Ovación
Miércoles 12 de Abril de 2017

Sampaoli, con la banca del grupo

El Cholo no será el técnico de la selección no sólo porque él no quiere, sino porque este grupo de jugadores considera que el más calificado para el cargo es el Zurdo.

Que Diego Simeone tenga en el bolsillo el clamor popular para ser el técnico de la selección argentina no significa que sea el ideal para arroparse con el buzo que desde el lunes dejó colgado en una percha Edgardo Bauza. Mucho menos si esa silla está a la espera para que la ocupe Jorge Sampaoli.

El Cholo no será el técnico de la selección no sólo porque él no quiere, sino porque este grupo de jugadores considera que el más calificado para el cargo es el Zurdo. Por afinidad humana y, sobre todo, por una identificación futbolística con la propuesta que siempre desarrollan los equipos del casildense. Con términos más o menos entendibles, por si alguno no entendió por dónde viene la mano, Argentina impondrá más condiciones en cualquier país, cancha y rival si es dirigida por Sampaoli que con Simeone. Será más valiente porque la esencia de Sampaoli no reconoce claudicaciones.

Esta última sentencia no invalida esa creencia que afirma que el Cholo es un maestro para incorporarles vena competitiva a sus equipos. Si Atlético de Madrid es lo que es en el universo del fútbol es gracias a la huella que está dejando Simeone. Claro, en el medio no se puede obviar que perdió dos finales de la Champions League contra Real Madrid. Es cierto que reubicó a los colchoneros en el concierto mundial y que supo disfrazar el océano de distancia que existe entre los jugadores de Real y Atlético.
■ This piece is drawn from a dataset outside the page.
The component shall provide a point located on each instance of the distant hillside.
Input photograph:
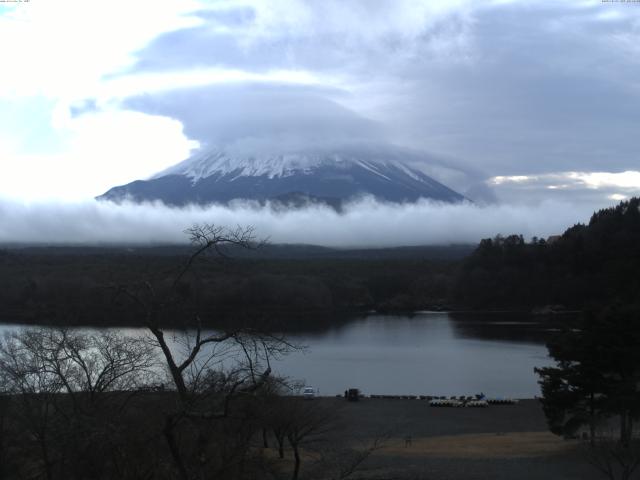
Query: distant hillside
(589, 264)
Pero cualquiera que fuera mal pensado y que ponga el ojo en esas dos finales perdidas ante el archirrival diría que traer al Cholo a la selección no es lo más aconsejable para que se pare enfrente de un plantel que de no levantar copas puede escribir hasta un libro.

Dicho esto, no debe haber una sola persona que no esté convencida de que Simeone ya se ganó la posibilidad de caminar por esa alfombra roja que desemboca en el predio de Ezeiza. Por algo los dirigentes de la AFA dejaron trascender que harán una parada por Madrid para tratar de encontrarse con él. Igual, la puesta en escena tiene similitudes con lo que hizo hace años Julio Humberto Grondona cuando cumplió con el deseo de todos de darle la selección a Carlos Bianchi sabiendo que la iba a rechazar. Acá pasará lo mismo. El Cholo no tiene pensado salir de Atlético y el club tampoco en largarlo, aunque la cláusula de rescisión está fijada en 20 millones de euros.

Se insiste con que el craso error es pensar que finalmente Sampaoli llegará a la selección por la negativa de Simeone. No es así. Tampoco es cierto que al Cholo no lo molesta dejar pasar de nuevo el tren porque no quiere dirigir a esta generación de futbolistas, con Messi y Mascherano sentados en primera fila. Una vil mentira porque teniendo a Messi en el equipo es más factible salir campeón que si un técnico no lo tiene.

Esta filiación que manifiesta el grupo de la selección por Sampaoli está sustentada en el respeto que cosechó el Zurdo en las armoniosas fuerzas colectivas que formó cuando estuvo al frente de la selección chilena, antes en la Universidad de Chile y ahora en Sevilla. Cuentan que Messi nunca jugó tan incómodo de movimientos como en aquella final contra Chile por la Copa América 2015. Incluso, en las pocas veces que se vieron en España, Leo le reconoció en la cara al Zurdo lo sorprendente que le resultó ver el funcionamiento de Chile. Otro que le tiró flores es un tal Pep Guardiola en una entrevista publicada el 3 de marzo: "Sampaoli es un gran entrenador. Lo demostró en la selección de Chile y ahora en Sevilla", dijo el técnico de Manchester City. Sin dudas que el gran capital que tiene Sampaoli para desembarcar en la selección es la metodología de entrenamientos. Una estructura de trabajo con todos los adelantos tecnológicos para que la automatización de los ejercicios tengan la intensidad con la que se juegan los partidos. Lo que se dice un cuerpo técnico de avanzada. Ni más ni menos que lo que necesita un grupo de élite como el de la selección argentina.